On Friday, he said there were signs the city’s methods were bringing COVID under control and if the proportion of new cases outside locked-down districts continued to drop, an “inflection point” in the outbreak would come soon.

Residents have grumbled about seemingly endless cycles of testing and the piecemeal approach to ending transmission chains, with some saying the cost of zero-COVID had become too high.

On Friday, a hospital said a nurse had died after COVID restrictions meant she could not get emergency treatment for asthma.

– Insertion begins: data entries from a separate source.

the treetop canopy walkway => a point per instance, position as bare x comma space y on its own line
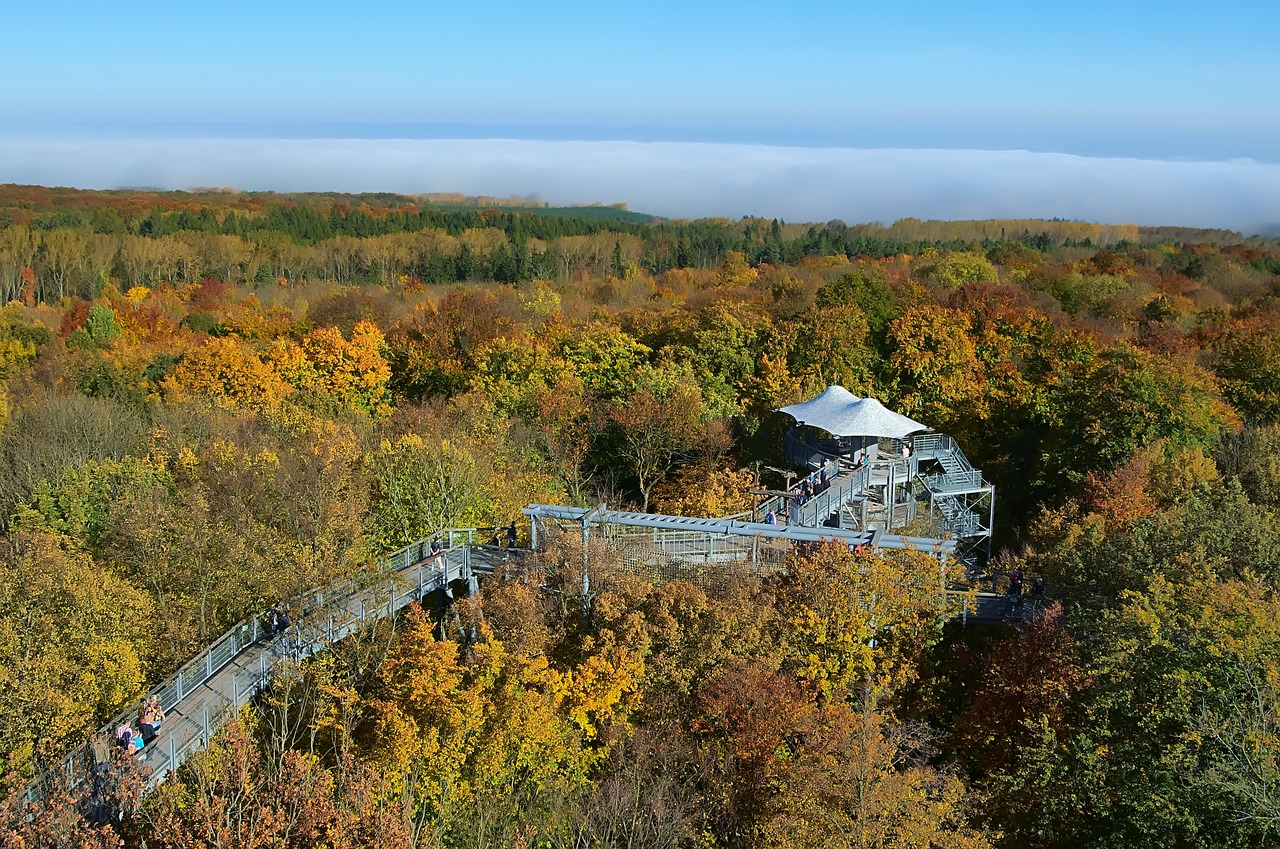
214, 685
210, 689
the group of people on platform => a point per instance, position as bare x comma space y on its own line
805, 488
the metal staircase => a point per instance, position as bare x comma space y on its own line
960, 500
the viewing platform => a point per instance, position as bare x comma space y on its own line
883, 471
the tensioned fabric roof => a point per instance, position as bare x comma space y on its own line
842, 414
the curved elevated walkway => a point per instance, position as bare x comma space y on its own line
211, 688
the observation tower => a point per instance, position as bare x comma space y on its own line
865, 468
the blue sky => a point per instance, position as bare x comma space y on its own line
1168, 81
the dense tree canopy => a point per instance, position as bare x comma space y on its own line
215, 401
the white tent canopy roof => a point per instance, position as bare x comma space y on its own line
842, 414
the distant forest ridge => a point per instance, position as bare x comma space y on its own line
310, 217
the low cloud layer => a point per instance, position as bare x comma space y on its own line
686, 179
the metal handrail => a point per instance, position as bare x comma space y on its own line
247, 631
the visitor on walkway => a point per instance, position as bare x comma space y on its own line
124, 738
1015, 592
150, 720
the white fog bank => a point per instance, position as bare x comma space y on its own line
685, 179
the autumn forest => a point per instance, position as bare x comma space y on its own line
214, 401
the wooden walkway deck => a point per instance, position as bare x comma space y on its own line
211, 688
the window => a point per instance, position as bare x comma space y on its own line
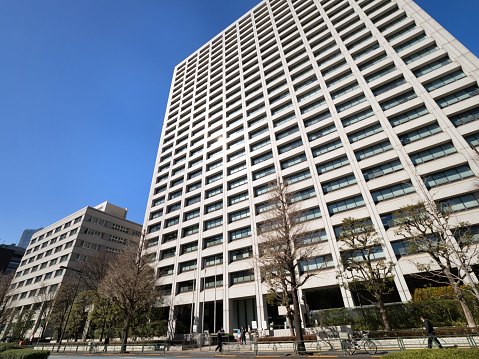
168, 253
344, 90
309, 215
236, 183
287, 132
213, 260
327, 147
448, 176
444, 80
236, 216
214, 192
261, 158
410, 43
424, 52
158, 201
339, 183
240, 254
382, 170
165, 271
187, 266
465, 117
461, 203
172, 221
213, 241
331, 165
389, 86
215, 222
260, 144
193, 187
351, 103
297, 177
431, 66
290, 146
293, 161
239, 234
457, 96
317, 263
236, 168
173, 207
192, 200
433, 153
303, 195
395, 191
321, 132
195, 174
398, 100
473, 140
346, 205
213, 282
315, 237
373, 150
420, 133
357, 117
408, 116
191, 214
263, 172
175, 194
365, 132
316, 119
241, 277
236, 155
238, 198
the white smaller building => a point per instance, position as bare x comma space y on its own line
67, 243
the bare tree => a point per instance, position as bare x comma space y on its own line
362, 267
5, 282
45, 299
64, 298
285, 247
130, 283
431, 228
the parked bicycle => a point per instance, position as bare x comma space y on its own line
354, 345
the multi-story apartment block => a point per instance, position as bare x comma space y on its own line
26, 237
64, 245
360, 106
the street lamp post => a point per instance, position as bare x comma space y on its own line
71, 306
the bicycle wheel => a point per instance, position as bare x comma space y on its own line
370, 347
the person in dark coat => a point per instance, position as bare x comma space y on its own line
219, 336
430, 333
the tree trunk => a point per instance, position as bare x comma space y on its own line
290, 317
126, 329
460, 297
297, 323
465, 307
382, 310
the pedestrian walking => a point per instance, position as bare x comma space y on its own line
430, 333
219, 336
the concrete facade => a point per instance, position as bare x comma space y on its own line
362, 106
69, 243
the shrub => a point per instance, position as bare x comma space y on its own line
435, 354
24, 354
9, 346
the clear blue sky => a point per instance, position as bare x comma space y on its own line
83, 92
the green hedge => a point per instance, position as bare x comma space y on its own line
9, 346
441, 313
25, 354
435, 354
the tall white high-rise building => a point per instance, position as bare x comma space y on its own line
57, 254
361, 106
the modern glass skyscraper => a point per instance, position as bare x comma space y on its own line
361, 106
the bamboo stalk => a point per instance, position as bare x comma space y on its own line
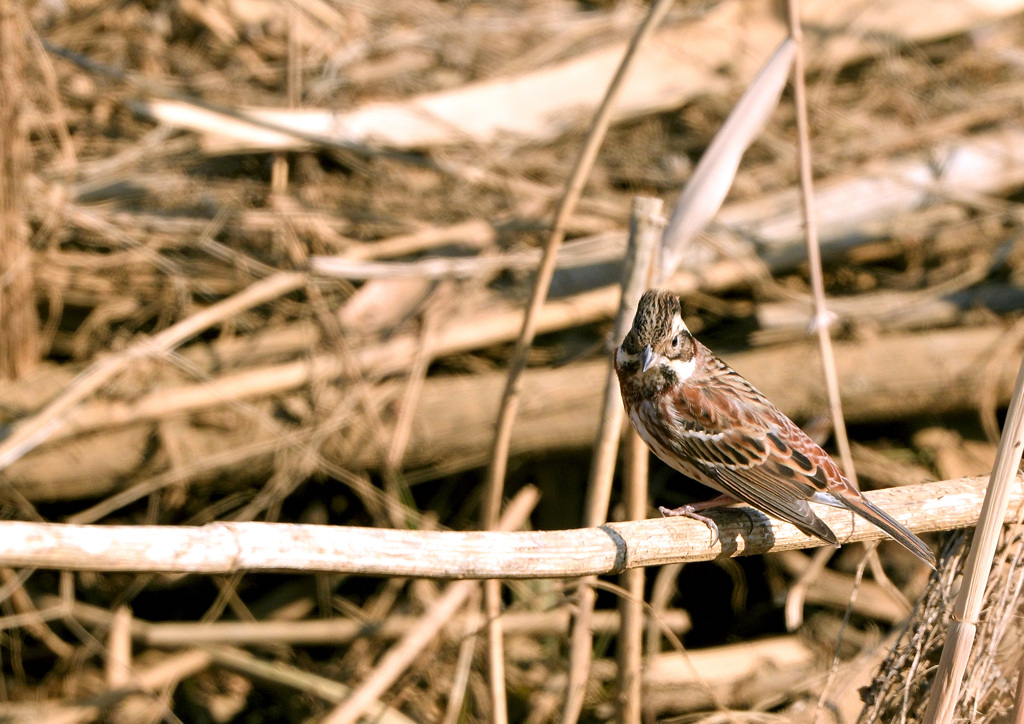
401, 655
230, 547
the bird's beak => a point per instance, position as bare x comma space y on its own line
647, 357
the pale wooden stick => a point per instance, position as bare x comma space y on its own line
32, 432
230, 547
401, 655
321, 631
964, 623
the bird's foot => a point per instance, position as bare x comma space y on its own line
690, 511
687, 511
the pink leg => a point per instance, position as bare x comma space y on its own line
691, 511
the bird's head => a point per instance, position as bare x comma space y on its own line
658, 340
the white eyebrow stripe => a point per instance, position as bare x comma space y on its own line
678, 325
683, 370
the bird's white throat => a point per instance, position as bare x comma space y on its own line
682, 370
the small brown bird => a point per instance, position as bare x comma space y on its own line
701, 418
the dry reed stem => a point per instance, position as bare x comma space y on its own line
19, 343
708, 185
57, 414
963, 625
629, 650
33, 621
293, 677
152, 679
241, 633
510, 399
401, 655
230, 547
645, 222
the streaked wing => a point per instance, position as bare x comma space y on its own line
739, 440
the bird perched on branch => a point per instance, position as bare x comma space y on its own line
702, 419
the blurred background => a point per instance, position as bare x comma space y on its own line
161, 157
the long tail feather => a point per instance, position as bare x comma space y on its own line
863, 507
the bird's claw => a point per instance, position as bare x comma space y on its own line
687, 511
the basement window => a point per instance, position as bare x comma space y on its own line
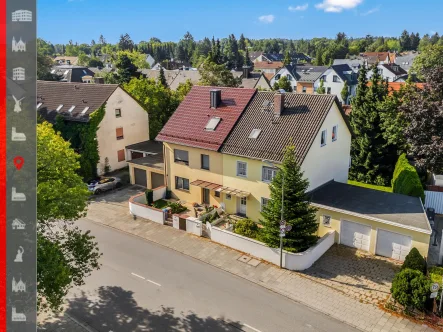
254, 133
212, 123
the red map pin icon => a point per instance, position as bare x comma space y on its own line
18, 162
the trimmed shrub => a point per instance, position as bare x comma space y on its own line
406, 180
411, 288
177, 207
246, 227
415, 261
149, 196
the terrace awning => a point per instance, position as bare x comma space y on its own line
220, 188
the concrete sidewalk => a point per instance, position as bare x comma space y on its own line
365, 317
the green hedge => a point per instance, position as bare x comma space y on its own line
406, 180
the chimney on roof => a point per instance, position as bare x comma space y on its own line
246, 71
279, 103
215, 95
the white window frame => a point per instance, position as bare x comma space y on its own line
177, 179
261, 202
325, 131
272, 169
336, 133
246, 169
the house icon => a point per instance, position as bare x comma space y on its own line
18, 286
18, 224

The case was featured in social media criticism of Shanghai’s policies.

While some residents said China must start “coexisting with COVID”, others said a thorough, city-wide lockdown should be imposed instead of the ongoing “payment in instalments” method.

Signals from the central government in Beijing are mixed.

China’s zero-tolerance policy has kept its borders all-but-shut for two years, even as most countries adapt to living with COVID-19.

Last week, President Xi Jinping said that while preventing outbreaks was a priority, it was necessary to “work hard to pay the lowest price to achieve the biggest prevention and control results.”

But there are concerns the stealthier and more infectious Omicron has already broken through.

Shanghai’s locally transmitted asymptomatic infections surged to a record 1,582 on March 24, up from 979 a day earlier, but just 29 new symptomatic cases were recorded, up from 4.

“Shanghai feels it cannot do a city-wide lockdown because it is not only tantamount to admitting the failure of the Shanghai model, but also feels like it is disobeying Xi Jinping’s directive,” said Yanzhong Huang, global health specialist at the Council On Foreign Relations, a U.S. think tank.

Shanghai is caught between the need to stay as close to “zero-COVID” as possible while keeping the country’s most important financial hub ticking over.

“You can have all this policy innovation, but it is all subject to the constraints of zero-COVID,” Huang said.